For six years Zoe’s happiness had buoyed Alison, grounded her, shown her a better way to be. Zoe’s confidence, her optimism, had given Alison a shot at her own. We’ve hit a rough patch, Alison told herself. Every relationship goes through hard times.
During their six y
ears together, the world had changed, too—the Bay Area world, at least. It wasn’t as strange or as difficult for lesbians to have kids. The little boy Alison had seen five years ago in the photo exhibit at Mama Bear’s would be in kindergarten by now, and he might not be the only kid in his class with two moms. Private schools had started advertising themselves as “gay family friendly.” The Berkeley public schools had instituted a “gay-affirmative curriculum.” Berkeley High freshman were required to take a Social Living class that treated gay and straight sexuality as equally viable choices.
It was happening slowly, but it was happening. Being gay, and being the kid of gay parents, was becoming less stigmatized. Who knew what would be considered normal by the time a child of hers and Zoe’s was making a Father’s Day card in school, or graduating high school, or getting married? As long as Alison and Zoe raised their child in the Bay Area, would they really be imposing a hardship on him or her?

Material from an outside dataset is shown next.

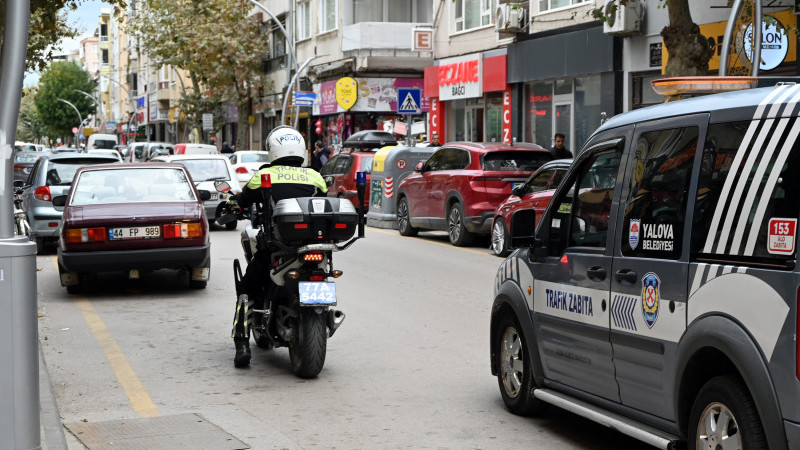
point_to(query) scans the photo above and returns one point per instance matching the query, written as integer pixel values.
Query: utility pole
(19, 337)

“Mommy!” Molly chirped. “Can Zoe come over to our house?”
“Maybe sometime,” her mother said, exchanging a smile with Zoe.
No one knew better than Alison what a great mom Zoe would be. Until their trouble started, Zoe had been a great mom to her.
Just like that, Alison’s yearning for a baby and her yearning to be happy with Zoe became one. All she had to do was say the biggest yes she’d ever said to Zoe. And saying yes to Zoe had always been the right thing to do.
9.
berkeley
August–September 1989
Alison and Zoe were perched on an earth-toned Her-culon couch in the waiting room of the East Bay Sperm Bank. Alison was flipping through the current issue of Newsweek, surreptitiously checking out the two straight couples in the room.
One of the wives caught Alison’s eye, her lipsticked mouth quivering into a small, self-conscious smile. Alison turned back to the cover story, “The Summer of ’69 and How It Still Plagues Us in ’89.”
She glanced at Zoe in her lavender Michigan Womyn’s Music Festival T-shirt, pin-striped men’s vest, orange harem pants, and black Doc Martens boots with rainbow laces. She remembered when Zoe’s clothes used to amaze and attract her. Used to had been Alison’s operative phrase lately. But she couldn’t let herself think that way. Not here. Not now.